OutsourcedIt’s that time again. Networks are inundating viewers with previews for new fall shows, many of which look just plain awful. There’s one show that stands out from the other newbies - and not necessarily in a good way. NBC’s new Thursday night comedy, Outsourced, follows manager Todd as he moves to India to run a call center that has been, well…outsourced. (Creative title, eh?) The show’s creator, Ken Kwapis, has been under a little heat from some who say the new show is promoting prejudice, but he insists that it simply isn’t true.

Just in time for Thursday’s series premiere, Kwapis took his chance to clear the air. “Are we trying to perpetuate stereotypes? Absolutely not, we're trying to explore them. We're trying to humanize these characters. This is all about putting a human face on the voice at the other end of the phone line,” he told The Hollywood Reporter. He also bolstered his argument by citing positive feedback from Indian-American test audiences.
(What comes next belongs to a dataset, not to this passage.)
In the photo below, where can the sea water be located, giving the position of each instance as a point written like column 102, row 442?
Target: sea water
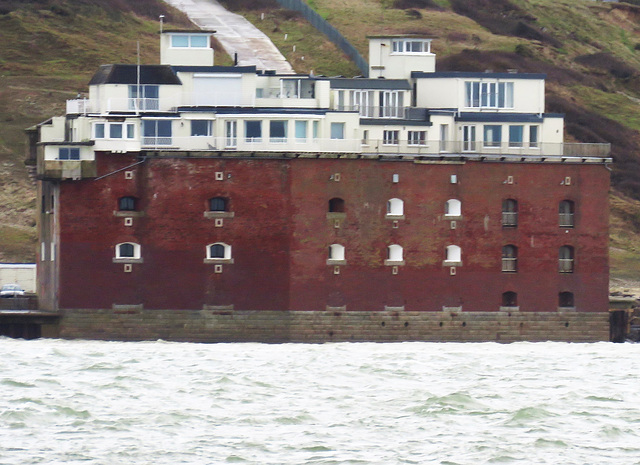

That’s all well and good. Obviously, since the show is mired in cultural differences due to its plot, most of the advertised gags focus on superficial details between the two cultures. But while I’m happy to hear that the new show (supposedly) isn’t offending anyone, it doesn’t mean it will actually be funny.

Let’s tackle the first problem – NBC created a four-minute trailer for the series that fails to elicit more than a half-grin. (Four whole minutes, and you can’t even make me giggle? Come on.) The preview introduces us to “Mid-America Novelties,” the company that outsourced the call center, and its catalog of worthless, jokey products including the typical fake dog poop and vomit, a mug shaped like a toilet, and their crowning, trashy glory: “Jingle Jugs.” (It’s quite literally a pair of animatronic boobs mounted on a plaque that should be holding a deer’s head or at least a singing big-mouth bass. Hilarious, right? Yeah, I didn’t think so either.) This is the overarching comedic tone for the show; lowbrow toilet humor mixed with a few mildly entertaining cultural misunderstandings. That’s it, or at least that’s all that NBC is willing to show us for now.

Then there’s the problem of longevity. The growing pains of two cultures figuring out how to coexist can only last for so long. I give it three or four episodes before they’ve run the gamut of jokes about an American in India. Once they run out of these little mix-ups, all they’ll have left is a pile of fake dog poop, and then where will they be?

Of course there’s always the possibility that I’m just blinded by my own crocodile tears over the fact that Kwapis’ latest venture is pushing the return of Parks and Rec back to midseason. There’s a miniscule chance that a four-minute trailer simply can’t convey the show’s true hilarity, and that I’ll soon be eating my words. But it won’t be that easy when it’s sandwiched between two uniquely hilarious shows like 30 Rock and Community. If Outsourced is going to survive, it had better bring it. The problem is that it doesn’t look like it’s got a whole lot to bring.